Wikipedia. s.v puffery.

“The Greatest Show on Earth,” might sound a tad familiar. And of course, we have all seen innumerable examples of such exaggeration in everyday life. The dealership stating that “We have the PERFECT car for you.” Or, for dog owners, in particular, there is dog food said to be “Smart food for a smarter dog.” Laundry detergents especially can make some dubious claims–“the WHITEST wash.” If you are hungry, why not buy a hamburger that promises “Double the taste, double the enjoyment.

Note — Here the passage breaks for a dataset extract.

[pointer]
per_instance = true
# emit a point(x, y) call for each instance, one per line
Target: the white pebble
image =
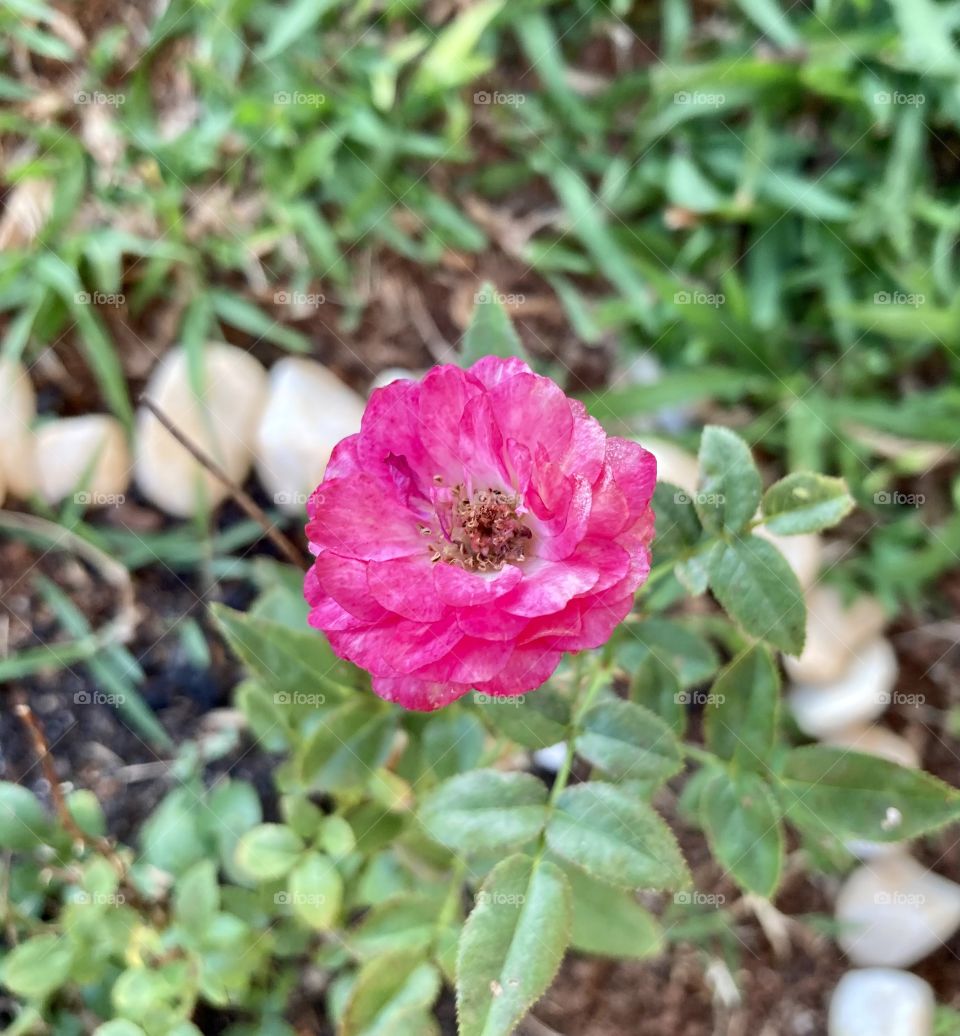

The basic reason such puffery is allowed in advertising and is not normally considered false advertising is that no reasonable person would take such claims literally.On the other hand, there are many cases of false advertising, advertising meant to deliberately mislead the consumer. This is illegal, and there are many examples to be found online of companies that have been found guilty of false advertising. For example,

Activia yogurt – Dannon stated that its yogurt had nutritional benefits other yogurts didn’t. They had to pay $45 million in a class action settlement.


What, though, of the gray area in between? And what about dishonest uses of language in everyday discourse? It is hard to draw a line, but things can certainly get irritating. When someone says they will be with you in a minute, and it takes ten minutes, perhaps their use of “a minute” was not meant completely literally, but it might have been nice to say that it might be a while. Once, at the movies, the announcement was made that the main feature would begin “momentarily.” I actually timed what was meant by “momentarily.” Thirteen minutes, if I remember correctly.

The other day I got a voicemail from my health insurance company and was told it was very important to phone them back. I was tired, and really did not feel like phoning back. It was important, though, so I called. Apparently, they wanted me to take advantage of their free annual in-home health assessment. How irritating! I had already decided earlier I did not need or want one of those, given that I have good doctors. I complained about this to the poor agent at the other end of the line. She simply said that it depends on the individual. What is unimportant to one person might be important to another. She had a point, but I do think the original phone call was misleading. Or perhaps it was a form of voicemail puffery?